Illinois began stamping outgoing mail 'Four Colors Suffice.' Philosophy journals ran years of arguments about what counts as a proof.

Now

Computer-assisted proofs gained slow acceptance. Georges Gonthier produced a fully machine-verified version in 2005 using the Coq proof assistant, ending the dispute.

Why this matters now

The Appel-Haken proof showed mathematicians would accept machine-aided work if it could be independently verified. OpenAI's unit-distance proof is following the same playbook with a 19-page human-readable verification paper.

July 2024

AlphaProof scores IMO silver (2024)

DeepMind's AlphaProof and AlphaGeometry 2 solved four of six problems at the International Mathematical Olympiad, scoring 28 of 42 points.

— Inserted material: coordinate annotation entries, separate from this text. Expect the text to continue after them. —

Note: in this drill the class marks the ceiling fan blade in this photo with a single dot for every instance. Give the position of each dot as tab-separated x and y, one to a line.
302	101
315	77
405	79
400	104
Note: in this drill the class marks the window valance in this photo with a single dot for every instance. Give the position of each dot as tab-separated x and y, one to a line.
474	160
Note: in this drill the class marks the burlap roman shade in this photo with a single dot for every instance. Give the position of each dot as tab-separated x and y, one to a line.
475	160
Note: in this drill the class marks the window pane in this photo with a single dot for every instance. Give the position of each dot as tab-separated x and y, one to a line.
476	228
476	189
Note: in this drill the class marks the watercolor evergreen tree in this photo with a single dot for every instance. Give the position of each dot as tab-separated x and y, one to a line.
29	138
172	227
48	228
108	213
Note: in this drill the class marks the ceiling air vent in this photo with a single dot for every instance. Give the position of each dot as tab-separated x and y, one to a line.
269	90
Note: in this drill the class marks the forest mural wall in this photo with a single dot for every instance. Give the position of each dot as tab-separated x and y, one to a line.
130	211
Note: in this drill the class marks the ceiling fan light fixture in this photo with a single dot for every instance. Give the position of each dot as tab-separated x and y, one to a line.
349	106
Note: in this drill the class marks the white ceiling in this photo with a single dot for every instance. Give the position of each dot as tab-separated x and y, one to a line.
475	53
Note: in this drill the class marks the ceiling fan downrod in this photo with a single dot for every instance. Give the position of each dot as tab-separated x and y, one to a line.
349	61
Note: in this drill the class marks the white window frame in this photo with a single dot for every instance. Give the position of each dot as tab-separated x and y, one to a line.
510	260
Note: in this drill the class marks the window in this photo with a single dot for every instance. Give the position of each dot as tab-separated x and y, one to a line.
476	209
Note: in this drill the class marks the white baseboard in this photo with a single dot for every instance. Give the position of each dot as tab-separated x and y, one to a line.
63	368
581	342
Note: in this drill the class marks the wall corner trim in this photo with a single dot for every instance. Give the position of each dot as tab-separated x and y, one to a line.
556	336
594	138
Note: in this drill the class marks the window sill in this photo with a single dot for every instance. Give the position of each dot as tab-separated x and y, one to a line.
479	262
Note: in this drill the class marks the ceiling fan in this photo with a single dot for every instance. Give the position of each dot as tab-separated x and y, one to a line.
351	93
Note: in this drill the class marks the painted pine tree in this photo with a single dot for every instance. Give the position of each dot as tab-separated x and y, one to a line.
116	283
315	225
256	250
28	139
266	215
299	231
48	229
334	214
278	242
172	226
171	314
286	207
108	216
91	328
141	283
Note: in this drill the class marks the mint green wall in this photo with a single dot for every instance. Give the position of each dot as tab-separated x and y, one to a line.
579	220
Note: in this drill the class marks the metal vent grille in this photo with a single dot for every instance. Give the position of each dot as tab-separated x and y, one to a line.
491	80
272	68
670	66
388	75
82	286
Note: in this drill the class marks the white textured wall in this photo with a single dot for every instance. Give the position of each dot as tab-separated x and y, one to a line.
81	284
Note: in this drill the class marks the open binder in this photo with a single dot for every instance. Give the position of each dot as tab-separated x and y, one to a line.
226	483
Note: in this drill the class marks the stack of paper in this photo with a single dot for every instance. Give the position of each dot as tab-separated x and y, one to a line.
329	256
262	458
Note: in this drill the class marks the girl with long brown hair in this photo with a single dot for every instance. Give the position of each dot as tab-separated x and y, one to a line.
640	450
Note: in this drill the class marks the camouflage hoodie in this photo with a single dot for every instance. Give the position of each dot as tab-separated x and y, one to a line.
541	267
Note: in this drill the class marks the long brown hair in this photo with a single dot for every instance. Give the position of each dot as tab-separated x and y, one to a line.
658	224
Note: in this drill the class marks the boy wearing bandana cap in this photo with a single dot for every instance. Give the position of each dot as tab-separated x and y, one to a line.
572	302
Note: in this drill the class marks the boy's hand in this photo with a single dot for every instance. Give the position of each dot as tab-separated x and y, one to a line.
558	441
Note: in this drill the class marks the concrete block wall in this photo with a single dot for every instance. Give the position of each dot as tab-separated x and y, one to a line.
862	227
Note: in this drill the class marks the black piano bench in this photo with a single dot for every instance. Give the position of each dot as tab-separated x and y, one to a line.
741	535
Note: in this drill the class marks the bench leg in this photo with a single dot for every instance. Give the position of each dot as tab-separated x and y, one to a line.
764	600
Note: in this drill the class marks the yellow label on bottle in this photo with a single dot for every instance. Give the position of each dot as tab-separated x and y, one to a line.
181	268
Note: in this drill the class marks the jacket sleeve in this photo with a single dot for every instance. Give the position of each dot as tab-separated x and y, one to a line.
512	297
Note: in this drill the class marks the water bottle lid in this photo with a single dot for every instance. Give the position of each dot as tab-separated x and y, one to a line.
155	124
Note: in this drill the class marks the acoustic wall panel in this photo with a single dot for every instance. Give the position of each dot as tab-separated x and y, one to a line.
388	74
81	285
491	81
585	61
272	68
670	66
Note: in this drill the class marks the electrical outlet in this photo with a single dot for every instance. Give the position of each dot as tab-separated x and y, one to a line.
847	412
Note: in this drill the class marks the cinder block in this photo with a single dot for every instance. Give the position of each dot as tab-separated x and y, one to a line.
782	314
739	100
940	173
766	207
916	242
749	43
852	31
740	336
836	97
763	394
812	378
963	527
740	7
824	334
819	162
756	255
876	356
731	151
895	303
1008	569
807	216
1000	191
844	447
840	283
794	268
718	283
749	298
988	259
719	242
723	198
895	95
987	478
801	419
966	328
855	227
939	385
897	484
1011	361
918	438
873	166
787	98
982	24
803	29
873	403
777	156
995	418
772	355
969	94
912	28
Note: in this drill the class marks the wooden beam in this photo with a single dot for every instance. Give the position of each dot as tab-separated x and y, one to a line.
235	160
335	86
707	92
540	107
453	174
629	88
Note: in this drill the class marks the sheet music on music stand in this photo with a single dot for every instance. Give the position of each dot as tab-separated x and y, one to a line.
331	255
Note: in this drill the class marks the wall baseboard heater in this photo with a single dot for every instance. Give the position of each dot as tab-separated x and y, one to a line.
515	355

It was the first AI medal at the IMO and required formalizing solutions in the Lean proof assistant.

Then

AlphaProof became the reference point for serious AI math. DeepMind followed with a gold-medal Gemini Deep Think result in July 2025.

Now

The IMO results convinced funders and researchers that AI could handle structured proof. They also set a higher bar: olympiad problems have known answers, while research problems do not.

Why this matters now

OpenAI's unit-distance proof is the step AlphaProof did not take: producing a new theorem rather than reproducing a known one. It moves the field from solving math to discovering it.